Jacob engendró a José, el esposo de María, de la cual nació Jesús, llamado Cristo. El nacimiento de Jesucristo fue de esta manera: María, su madre, estaba desposada con José y, antes de vivir juntos, resultó que ella esperaba un hijo por obra del Espíritu Santo. José, su esposo, que era justo y no quería denunciarla, decidió repudiarla en secreto. Pero, apenas había tomado esta resolución, se le apareció en sueños un ángel del Señor que le dijo: -«José, hijo de David, no tengas reparo en llevarte a María, tu mujer, porque la criatura que hay en ella viene del Espíritu Santo. Dará a luz un hijo, y tú le pondrás por nombre Jesús, porque él salvará a su pueblo de los pecados.» Cuando José se despertó, hizo lo que le había mandado el ángel del Señor.
Palabra del Señor

¡Cuántas cosas podemos pensar y decir de José! ¡Cuántas cosas puede obrar José en nuestra vida, en la vida de la Iglesia! Pensemos simplemente en estos tres rasgos de José: su silencio, su fe, su obediencia.
Su silencio. No hay una palabra de José en el Evangelio. Su figura viene cubierta por un silencio sagrado, el mismo que cubrió a María, pero mucho más profundo todavía. Su presencia es simplemente para respaldar legalmente en la tierra la maternidad de María. El Dios con nosotros. Según la ley José es el padre de Jesús porque es el esposo auténtico de María. Pero toda la vida de José es un silencio. María es la que habla cuando el niño se pierde en el templo.

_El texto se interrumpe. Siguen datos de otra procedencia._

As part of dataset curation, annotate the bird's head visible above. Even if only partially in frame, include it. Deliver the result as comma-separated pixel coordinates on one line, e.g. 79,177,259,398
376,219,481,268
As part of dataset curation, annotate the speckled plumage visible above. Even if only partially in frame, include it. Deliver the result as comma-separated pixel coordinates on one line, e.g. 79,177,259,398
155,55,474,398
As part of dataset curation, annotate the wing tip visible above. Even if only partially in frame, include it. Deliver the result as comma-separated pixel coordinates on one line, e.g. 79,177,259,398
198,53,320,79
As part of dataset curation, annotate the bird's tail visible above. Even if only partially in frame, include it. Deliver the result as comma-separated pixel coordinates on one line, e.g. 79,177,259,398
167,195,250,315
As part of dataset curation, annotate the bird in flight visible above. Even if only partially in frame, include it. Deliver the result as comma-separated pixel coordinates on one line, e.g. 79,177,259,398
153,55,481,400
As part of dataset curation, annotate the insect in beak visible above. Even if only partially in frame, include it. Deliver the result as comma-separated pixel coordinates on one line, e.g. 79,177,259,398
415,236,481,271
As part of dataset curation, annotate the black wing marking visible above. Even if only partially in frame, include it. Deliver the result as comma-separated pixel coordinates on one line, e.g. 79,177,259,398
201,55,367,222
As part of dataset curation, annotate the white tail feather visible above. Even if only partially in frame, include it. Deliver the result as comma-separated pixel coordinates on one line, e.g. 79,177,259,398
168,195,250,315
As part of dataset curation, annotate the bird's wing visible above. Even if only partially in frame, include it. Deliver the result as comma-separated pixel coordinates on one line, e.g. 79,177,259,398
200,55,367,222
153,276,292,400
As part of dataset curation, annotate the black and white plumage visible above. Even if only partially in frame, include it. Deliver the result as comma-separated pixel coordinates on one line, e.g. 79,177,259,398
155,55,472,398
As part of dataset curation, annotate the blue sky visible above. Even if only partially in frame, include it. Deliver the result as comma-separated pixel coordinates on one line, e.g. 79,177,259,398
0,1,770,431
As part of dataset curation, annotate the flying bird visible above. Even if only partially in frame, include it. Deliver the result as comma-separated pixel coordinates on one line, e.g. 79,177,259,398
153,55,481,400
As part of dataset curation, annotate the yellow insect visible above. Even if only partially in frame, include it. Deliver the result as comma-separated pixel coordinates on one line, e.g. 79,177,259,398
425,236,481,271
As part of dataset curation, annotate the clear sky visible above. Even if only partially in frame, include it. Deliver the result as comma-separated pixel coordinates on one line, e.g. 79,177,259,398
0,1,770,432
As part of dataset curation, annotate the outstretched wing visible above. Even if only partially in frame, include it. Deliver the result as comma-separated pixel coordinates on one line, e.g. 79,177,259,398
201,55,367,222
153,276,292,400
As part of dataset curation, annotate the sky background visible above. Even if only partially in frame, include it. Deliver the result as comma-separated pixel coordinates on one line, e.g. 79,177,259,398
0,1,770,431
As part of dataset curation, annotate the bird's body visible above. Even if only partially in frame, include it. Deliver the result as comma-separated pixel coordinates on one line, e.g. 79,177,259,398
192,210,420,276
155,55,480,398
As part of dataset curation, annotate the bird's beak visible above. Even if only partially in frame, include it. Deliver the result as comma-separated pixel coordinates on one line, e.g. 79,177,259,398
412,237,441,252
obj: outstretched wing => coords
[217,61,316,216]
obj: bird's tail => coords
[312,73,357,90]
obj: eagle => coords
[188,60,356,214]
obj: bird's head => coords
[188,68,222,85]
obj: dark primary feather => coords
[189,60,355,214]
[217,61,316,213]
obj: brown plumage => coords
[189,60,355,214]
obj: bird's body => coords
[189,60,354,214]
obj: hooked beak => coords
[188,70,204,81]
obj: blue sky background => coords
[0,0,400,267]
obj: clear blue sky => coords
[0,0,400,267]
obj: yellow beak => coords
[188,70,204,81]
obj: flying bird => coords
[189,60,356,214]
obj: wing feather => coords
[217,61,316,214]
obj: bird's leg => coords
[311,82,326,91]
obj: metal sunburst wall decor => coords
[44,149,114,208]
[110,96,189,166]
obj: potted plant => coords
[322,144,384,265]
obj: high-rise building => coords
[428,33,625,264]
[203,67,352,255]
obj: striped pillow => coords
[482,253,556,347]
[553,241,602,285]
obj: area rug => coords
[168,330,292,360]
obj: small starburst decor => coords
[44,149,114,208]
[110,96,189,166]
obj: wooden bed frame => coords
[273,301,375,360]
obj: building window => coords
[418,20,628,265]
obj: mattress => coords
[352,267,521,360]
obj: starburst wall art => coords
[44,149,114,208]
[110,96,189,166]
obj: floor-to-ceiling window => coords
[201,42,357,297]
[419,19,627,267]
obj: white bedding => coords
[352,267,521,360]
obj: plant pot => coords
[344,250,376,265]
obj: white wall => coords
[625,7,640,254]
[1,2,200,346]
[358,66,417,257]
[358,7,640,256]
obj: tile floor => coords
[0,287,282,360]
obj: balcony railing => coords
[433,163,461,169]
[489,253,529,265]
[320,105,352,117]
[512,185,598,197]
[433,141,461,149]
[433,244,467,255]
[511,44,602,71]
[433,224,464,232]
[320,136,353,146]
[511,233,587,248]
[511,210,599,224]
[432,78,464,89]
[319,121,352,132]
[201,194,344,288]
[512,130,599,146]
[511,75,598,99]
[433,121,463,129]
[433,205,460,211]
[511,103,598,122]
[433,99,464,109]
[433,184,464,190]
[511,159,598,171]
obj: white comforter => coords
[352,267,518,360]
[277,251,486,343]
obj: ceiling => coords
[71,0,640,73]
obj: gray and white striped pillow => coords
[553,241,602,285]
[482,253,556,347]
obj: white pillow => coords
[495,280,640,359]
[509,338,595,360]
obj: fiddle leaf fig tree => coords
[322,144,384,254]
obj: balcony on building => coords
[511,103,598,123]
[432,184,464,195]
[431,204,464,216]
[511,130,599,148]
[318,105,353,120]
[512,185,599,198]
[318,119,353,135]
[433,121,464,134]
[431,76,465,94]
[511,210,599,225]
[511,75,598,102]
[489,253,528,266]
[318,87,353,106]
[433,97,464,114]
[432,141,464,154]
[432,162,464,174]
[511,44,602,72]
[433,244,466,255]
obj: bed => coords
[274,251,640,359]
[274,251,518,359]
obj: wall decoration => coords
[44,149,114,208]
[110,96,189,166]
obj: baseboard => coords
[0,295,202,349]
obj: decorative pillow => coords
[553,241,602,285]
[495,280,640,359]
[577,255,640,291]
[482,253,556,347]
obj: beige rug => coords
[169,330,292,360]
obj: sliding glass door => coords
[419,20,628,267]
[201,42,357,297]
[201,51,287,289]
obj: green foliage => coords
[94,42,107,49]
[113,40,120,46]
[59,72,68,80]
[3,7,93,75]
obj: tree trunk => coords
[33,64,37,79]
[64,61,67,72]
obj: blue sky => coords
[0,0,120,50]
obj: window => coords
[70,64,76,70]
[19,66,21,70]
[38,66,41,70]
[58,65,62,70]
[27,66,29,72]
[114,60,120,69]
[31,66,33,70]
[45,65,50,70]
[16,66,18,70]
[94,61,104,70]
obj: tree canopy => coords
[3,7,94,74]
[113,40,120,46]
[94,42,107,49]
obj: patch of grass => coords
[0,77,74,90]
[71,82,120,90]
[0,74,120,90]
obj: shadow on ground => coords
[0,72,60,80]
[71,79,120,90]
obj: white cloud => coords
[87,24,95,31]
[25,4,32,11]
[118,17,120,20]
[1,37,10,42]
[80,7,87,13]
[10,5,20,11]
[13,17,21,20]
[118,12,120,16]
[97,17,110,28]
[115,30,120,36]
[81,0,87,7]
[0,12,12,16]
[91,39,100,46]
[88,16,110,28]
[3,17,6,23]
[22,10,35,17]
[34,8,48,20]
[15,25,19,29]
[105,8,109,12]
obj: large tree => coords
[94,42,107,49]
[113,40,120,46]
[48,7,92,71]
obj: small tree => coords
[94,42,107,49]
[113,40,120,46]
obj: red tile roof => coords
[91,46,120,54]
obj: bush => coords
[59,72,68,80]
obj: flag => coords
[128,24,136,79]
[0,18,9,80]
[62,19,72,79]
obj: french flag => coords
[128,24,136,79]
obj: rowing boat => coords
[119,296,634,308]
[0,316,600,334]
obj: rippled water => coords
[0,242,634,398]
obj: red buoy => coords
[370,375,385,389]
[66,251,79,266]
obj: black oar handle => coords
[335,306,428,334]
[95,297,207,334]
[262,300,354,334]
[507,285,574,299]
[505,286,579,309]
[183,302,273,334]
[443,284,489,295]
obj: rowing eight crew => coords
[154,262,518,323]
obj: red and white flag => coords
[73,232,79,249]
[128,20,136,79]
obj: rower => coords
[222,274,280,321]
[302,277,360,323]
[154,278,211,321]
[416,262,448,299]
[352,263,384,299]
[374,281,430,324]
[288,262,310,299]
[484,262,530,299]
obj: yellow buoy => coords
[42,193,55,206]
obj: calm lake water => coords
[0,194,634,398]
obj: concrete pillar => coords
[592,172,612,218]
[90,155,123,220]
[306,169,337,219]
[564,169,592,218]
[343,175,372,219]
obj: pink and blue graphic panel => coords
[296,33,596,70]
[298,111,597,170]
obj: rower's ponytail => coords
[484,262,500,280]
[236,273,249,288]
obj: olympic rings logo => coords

Podemos imaginar que en el trabajo cotidiano José hablaría pero su palabra era sobre todo un profundo silencio. En ese silencio fue creciendo Jesús. El mismo José bebería del silencio contemplativo de María. José, maestro de la vida interior, así lo llamaba santa Teresa. Que él nos de a nosotros ser almas de oración, de silencio, de interioridad. Almas que están alertas para escuchar a Dios, para descubrir a Dios, para acoger a Dios.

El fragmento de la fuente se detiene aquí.